A Good Woman Is Hard To Find is ultimately a showcase for Sarah Bolger. The Irish actress embodies her character, also called Sarah, with a kind of harrowed meekness that is haunting. She is a single mom living on a council estate in the wrong part of town. It turns out that her ex-husband has been murdered and she is trying to get justice for him while somehow holding the pieces together for her children. It’s a house of cards that quickly topples when a man bursts into Sarah’s apartment and stashes drugs in her bathroom.

At first, she goes along out of fright. However, the situation escalates and Sarah soon finds herself in a violent altercation with the thug. Which results in his corpse lying on her bedroom floor and a gang of sinister drug dealers hot on her heels. It’s a waking nightmare that galvanizes our sympathetic heroine. She is willing to do just about anything to protect her children and stay out of jail — even if it means dismembering a body in a gruesome, excruciatingly-detailed sequence.

Sarah’s ordeal is not over, however.

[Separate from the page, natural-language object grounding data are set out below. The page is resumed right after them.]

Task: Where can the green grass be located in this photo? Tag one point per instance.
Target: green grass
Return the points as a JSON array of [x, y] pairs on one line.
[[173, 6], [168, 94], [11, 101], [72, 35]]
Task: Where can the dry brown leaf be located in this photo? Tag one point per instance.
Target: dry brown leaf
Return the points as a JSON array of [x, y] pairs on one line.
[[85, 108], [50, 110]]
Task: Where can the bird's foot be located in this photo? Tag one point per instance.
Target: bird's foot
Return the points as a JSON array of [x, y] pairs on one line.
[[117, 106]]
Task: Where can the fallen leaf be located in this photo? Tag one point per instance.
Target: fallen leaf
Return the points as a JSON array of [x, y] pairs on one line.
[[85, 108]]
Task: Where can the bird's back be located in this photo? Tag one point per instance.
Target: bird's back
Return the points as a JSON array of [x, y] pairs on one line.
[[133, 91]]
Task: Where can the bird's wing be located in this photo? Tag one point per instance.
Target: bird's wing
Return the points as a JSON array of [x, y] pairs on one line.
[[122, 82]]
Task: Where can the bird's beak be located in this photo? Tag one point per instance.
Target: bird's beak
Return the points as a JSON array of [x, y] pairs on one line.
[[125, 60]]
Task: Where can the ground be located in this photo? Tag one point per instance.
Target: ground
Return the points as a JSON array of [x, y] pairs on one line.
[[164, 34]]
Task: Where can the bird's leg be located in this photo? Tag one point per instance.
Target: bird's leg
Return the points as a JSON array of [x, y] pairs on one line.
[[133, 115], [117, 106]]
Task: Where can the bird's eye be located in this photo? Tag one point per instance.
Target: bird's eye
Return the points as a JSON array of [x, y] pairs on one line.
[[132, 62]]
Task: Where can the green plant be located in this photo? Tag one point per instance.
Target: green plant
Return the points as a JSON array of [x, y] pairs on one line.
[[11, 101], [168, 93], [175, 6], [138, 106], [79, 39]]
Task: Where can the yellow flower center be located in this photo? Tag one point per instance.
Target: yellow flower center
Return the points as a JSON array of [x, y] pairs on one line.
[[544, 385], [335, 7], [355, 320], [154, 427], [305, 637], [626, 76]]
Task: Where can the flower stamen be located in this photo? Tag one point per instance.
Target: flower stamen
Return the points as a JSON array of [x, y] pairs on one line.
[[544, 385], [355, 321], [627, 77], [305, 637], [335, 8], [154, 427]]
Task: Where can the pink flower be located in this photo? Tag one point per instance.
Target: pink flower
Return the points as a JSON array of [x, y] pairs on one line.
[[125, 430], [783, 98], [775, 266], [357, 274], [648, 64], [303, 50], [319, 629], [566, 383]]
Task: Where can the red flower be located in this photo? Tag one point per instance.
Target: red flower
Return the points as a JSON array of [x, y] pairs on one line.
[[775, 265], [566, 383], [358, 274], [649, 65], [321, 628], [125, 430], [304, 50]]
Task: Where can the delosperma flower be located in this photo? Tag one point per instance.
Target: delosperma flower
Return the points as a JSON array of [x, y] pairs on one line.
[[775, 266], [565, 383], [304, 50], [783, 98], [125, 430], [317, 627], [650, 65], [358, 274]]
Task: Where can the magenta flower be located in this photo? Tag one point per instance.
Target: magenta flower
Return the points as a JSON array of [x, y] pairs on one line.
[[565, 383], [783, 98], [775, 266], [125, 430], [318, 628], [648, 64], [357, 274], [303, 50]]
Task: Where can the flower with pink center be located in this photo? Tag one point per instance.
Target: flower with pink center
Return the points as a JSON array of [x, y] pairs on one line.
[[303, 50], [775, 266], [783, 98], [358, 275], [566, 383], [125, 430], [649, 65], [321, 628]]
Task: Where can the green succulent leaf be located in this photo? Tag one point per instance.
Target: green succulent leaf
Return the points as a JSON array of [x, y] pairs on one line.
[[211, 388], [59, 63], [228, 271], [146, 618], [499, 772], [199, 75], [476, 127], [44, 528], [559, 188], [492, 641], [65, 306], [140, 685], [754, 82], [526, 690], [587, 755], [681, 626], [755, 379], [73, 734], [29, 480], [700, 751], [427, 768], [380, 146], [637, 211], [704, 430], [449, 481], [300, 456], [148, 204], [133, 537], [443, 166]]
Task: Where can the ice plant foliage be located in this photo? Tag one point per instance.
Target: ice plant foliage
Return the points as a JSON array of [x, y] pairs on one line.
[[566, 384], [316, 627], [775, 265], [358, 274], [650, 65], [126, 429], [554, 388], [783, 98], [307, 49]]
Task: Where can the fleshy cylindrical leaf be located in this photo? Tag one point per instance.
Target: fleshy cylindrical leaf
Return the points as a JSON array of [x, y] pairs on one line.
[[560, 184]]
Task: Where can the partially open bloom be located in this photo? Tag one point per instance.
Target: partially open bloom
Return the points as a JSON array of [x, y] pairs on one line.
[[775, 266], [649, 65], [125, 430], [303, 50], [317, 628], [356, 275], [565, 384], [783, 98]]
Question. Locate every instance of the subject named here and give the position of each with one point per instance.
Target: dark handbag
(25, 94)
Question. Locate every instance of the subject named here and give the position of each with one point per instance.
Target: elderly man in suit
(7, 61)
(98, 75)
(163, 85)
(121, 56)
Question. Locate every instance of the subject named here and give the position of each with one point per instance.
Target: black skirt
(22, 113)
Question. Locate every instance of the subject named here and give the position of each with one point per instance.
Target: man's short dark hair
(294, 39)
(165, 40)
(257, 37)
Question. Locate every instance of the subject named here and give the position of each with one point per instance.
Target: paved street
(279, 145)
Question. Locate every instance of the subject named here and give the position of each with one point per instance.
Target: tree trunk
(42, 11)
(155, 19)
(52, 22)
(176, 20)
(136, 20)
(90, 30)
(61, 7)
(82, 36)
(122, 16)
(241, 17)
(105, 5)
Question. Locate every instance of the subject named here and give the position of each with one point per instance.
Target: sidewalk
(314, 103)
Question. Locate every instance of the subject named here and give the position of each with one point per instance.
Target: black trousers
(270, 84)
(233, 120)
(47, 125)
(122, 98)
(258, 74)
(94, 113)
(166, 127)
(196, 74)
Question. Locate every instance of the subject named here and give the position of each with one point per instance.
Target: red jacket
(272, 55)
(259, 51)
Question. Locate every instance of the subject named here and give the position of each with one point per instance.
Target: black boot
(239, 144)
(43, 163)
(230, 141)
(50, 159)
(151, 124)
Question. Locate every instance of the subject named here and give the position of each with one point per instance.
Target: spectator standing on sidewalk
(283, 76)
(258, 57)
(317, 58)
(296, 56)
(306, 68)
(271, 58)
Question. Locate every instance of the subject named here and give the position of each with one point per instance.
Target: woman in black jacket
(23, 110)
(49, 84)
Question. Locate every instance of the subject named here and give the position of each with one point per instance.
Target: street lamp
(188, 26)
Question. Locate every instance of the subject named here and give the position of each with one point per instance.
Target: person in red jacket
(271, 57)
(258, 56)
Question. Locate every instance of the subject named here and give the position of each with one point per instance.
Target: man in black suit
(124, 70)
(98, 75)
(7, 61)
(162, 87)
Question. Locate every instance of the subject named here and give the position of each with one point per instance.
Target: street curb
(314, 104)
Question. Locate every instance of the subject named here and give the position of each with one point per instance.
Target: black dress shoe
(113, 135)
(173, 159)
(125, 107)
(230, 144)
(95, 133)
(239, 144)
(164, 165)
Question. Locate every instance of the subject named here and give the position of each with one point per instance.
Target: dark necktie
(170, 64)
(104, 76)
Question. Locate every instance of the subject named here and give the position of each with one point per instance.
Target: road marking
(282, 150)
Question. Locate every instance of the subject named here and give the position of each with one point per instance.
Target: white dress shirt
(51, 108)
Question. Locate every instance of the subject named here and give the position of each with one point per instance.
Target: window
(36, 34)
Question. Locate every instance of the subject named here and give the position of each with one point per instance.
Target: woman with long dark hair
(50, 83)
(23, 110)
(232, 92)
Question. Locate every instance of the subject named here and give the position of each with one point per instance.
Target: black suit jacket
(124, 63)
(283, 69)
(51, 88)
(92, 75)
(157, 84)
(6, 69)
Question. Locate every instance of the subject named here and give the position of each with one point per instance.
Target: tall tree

She still has to take on the drug dealers, which leads to one of the most satisfying and oddly-believable showdowns in recent genre history. Sarah is never portrayed as a superhuman assassin. A day of training doesn’t turn her into a ninja. Instead, she blunders from conflict to conflict, running on nerves and sheer desperation. Sarah Bolger really shines here, expressing defiance and glowing embers of rage in every grimace and unsteady action.

Equally impressive is Pastoll’s crisp direction. He demonstrates a real flair for action, whether it be in a neatly-staged drug robbery or Sarah’s final showdown in the neon-lit nightclub. The pacing is also snappy without skimping on character development, and the supporting cast adds another layer of realism and emotional heft to the film. (Jane Brennan, in particular, excels as Sarah’s cold, but dependable mother). At a time when new content has slowed to a dribble, A Good Woman Is Hard To Find offers sweet relief for genre fans. The film is now available to rent or download on VOD services.